Walaupun, menjadi hak Presiden untuk menilai alasan subyektif penerbitan Perpu. Namun, hingga saat ini banyak kalangan tidak melihat dasar rasionalitas penerbitan Perpu. Pertama, secara de facto, tugas dan kewenangan KPK masih terus dijalankan oleh pimpinan KPK saat ini. Inilah keberhasilan KPK periode sebelumnya, yang telah secara mantap menaruh fondasi: struktur dan prosedur pelaksanaan tugas KPK. Sumber daya manusia dan infrastruktur KPK masih dapat berjalan. Bahkan, jika pun pimpinan KPK hanya 1 (satu) orang, tugas pimpinan KPK melakukan pemberantasan tindak pidana korupsi masih bisa dilakukan, sambil menunggu proses pencalonan dan pemilihan pimpinan KPK berdasarkan Pasal 30 UU 30/2002.

Anehnya, wacana Perpu bukan untuk memperpendek jangka waktu proses pencalonan dan pemilihan pimpinan KPK, melainkan memberi wewenang kepada Presiden menunjuk Pelaksana Tugas. Jelas hal ini melanggar ketentuan Pasal 31 UU KPK yang menyatakan proses pencalonan dan pemilihan anggota KPK dilakukan secara transparan.

Pasal 31 UU KPK tersebut disusun, tujuannya tidak lain dalam pemilihan pimpinan KPK, tidak dilakukan karena ada motif dan vested interest. Penunjukkan langsung mengundang dugaan, pimpinan KPK yang menjadi pelaksana tugas merupakan ”orangnya’ SBY: kemungkinan besar bukan figur yang kritis terhadap pemerintahan SBY, bahkan bisa memunculkan spekulasi diambil dari tim sukses SBY saat Pemilu kemarin. Walaupun diberi jangka waktu tertentu sebagai pelaksana tugas, jika kekhawatiran ini menjadi kenyataan, tentu sangat merugikan proses penegakan hukum di Indonesia dan dalam waktu yang singkat bisa saja mewarnai arah pemberantasan korupsi di negeri ini. Jangan lupa, KPK saat ini tengah didorong masyarakat untuk menuntaskan dugaan tindak pidana korupsi terkait Bank Century dan dugaan tindak pidana korupsi dalam penyelenggaraan Pemilu oleh KPU.

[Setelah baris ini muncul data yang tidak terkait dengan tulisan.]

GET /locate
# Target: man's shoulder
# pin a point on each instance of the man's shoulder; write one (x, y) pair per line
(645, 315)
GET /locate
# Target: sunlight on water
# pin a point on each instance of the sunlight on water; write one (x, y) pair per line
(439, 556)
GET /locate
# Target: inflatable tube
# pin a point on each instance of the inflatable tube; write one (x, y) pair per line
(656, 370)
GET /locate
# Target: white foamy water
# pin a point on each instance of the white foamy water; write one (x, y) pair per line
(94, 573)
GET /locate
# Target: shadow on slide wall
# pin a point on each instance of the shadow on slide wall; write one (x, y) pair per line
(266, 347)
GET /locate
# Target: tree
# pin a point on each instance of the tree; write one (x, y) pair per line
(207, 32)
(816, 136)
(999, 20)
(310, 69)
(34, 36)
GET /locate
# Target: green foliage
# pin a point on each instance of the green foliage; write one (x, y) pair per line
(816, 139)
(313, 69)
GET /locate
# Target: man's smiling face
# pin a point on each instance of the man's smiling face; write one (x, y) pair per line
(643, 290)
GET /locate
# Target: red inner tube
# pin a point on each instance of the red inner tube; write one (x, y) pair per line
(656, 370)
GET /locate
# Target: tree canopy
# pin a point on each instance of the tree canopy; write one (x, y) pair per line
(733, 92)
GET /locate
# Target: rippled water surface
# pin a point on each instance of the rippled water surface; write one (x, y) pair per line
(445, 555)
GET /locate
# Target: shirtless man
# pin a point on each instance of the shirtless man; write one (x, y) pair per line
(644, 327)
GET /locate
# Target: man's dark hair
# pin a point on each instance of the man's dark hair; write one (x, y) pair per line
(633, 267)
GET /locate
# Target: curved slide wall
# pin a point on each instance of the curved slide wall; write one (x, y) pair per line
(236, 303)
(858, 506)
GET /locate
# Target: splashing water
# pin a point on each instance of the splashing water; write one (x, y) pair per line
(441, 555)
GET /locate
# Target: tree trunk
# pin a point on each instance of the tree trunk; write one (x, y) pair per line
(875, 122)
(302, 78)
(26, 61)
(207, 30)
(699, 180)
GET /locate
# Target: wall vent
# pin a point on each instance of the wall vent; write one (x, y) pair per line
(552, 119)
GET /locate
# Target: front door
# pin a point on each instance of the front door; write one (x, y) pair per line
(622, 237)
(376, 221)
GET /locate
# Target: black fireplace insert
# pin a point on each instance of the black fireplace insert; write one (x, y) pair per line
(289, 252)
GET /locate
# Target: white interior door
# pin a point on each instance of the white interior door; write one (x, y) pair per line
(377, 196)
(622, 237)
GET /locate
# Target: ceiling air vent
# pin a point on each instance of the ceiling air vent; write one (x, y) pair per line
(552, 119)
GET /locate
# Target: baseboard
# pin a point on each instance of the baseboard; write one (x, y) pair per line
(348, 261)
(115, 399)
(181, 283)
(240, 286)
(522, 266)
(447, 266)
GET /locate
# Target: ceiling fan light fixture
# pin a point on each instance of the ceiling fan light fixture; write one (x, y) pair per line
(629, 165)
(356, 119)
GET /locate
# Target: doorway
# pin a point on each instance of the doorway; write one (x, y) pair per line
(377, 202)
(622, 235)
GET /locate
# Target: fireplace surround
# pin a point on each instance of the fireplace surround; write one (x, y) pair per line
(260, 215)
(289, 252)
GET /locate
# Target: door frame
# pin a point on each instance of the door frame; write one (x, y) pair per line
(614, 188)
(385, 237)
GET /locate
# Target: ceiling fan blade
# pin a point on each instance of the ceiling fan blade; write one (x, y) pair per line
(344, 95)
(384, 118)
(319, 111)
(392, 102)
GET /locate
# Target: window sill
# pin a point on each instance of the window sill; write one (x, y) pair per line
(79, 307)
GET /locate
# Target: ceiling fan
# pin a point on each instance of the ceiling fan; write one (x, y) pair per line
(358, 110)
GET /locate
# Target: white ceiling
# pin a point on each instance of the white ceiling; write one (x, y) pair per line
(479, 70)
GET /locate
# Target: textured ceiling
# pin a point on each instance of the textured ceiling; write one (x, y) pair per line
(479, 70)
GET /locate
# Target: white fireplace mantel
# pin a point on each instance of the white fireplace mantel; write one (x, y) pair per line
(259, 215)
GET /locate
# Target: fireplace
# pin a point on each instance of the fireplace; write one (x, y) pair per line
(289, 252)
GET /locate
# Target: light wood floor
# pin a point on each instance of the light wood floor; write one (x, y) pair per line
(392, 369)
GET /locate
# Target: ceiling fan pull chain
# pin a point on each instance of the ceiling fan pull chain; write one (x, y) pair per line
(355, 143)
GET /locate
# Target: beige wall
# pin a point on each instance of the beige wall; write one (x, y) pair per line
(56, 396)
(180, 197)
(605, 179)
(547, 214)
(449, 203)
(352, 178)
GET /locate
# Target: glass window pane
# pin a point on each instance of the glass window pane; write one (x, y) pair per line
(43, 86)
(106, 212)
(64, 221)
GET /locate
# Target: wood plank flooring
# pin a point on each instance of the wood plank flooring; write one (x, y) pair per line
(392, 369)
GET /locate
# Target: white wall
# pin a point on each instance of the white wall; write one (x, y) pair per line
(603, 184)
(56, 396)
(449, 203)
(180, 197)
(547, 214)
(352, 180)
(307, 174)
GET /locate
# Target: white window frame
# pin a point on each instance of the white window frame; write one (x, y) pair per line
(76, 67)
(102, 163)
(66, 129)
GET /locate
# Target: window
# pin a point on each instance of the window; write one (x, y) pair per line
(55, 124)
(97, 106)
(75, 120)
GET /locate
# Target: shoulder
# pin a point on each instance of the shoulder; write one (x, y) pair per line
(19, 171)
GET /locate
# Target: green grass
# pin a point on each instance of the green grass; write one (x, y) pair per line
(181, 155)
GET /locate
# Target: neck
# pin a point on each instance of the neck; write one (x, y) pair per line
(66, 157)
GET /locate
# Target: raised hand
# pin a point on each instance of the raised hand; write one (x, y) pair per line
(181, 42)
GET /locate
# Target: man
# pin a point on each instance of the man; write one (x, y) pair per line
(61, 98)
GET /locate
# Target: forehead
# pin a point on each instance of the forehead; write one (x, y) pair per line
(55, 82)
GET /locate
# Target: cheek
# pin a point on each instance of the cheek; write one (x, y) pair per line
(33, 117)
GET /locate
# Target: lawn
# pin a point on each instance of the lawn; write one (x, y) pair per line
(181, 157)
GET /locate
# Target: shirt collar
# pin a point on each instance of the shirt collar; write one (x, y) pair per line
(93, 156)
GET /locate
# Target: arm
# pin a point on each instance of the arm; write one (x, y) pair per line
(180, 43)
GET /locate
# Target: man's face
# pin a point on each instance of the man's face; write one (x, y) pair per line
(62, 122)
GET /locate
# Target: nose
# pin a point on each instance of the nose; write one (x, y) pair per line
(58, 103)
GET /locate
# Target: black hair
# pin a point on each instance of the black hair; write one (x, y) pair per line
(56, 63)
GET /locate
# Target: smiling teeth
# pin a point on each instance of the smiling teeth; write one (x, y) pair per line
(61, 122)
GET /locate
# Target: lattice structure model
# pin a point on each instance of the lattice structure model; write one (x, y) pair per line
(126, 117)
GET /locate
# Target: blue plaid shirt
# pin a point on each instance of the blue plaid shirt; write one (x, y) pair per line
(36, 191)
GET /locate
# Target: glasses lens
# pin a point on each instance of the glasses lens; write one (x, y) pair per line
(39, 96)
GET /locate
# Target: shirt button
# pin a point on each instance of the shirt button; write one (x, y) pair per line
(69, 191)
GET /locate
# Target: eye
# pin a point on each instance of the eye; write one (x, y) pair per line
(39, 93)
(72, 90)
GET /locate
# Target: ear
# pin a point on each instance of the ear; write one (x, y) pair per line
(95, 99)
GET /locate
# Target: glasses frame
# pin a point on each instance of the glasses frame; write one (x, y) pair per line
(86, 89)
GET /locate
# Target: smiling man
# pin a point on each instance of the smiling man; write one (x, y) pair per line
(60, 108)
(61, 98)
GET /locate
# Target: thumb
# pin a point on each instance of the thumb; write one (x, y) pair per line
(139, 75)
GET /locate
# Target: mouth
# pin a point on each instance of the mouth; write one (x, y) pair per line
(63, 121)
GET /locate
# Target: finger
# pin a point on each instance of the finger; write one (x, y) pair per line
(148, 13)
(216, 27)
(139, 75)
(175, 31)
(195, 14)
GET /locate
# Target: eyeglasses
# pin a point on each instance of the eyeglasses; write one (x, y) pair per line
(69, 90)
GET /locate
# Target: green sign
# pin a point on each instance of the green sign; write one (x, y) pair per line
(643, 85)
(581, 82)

Sebaiknya, DPR segera bersidang untuk menolak Perpu pasca Perpu diterbitkan karena tidak ada ada alasan rasionalitas dan obyektivitas penerbitan Perpu. Sejumlah pengamat menduga, Presiden akan menunjuk satu orang pengganti Antasari Azhar. Jika Presiden menunjuk 3 orang sekaligus mengganti Chandra M Hamzah dan Bibit S Riyanto, maka sama artinya Presiden mengamini tindakan kepolisian mengkriminalisasi kewenangan KPK yang dijamin pasal 12 huruf b UU KPK yaitu memerintahkan kepada instansi yang terkait untuk melarang seseorang bepergian ke luar negeri, dalam rangka melaksanakan tugas penyelidikan, penyidikan, dan penuntutan. Namun tidak juga tertutup kemungkinan Presiden akan menunjuk 3 orang sekaligus.

Kita semua berharap KPK kedepan, bukan lembaga yang bertugas ”mengamankan” pemerintahan 5 tahun kedepan; bukan lembaga yang dijadikan alat tawar menawar menekan anggota DPR atau lawan-lawan politik SBY, dan bukan lembaga dibawah Presiden seperti Kabinet. Karenanya, proses seleksi: pencalonan dan pemilihan KPK mesti transparan.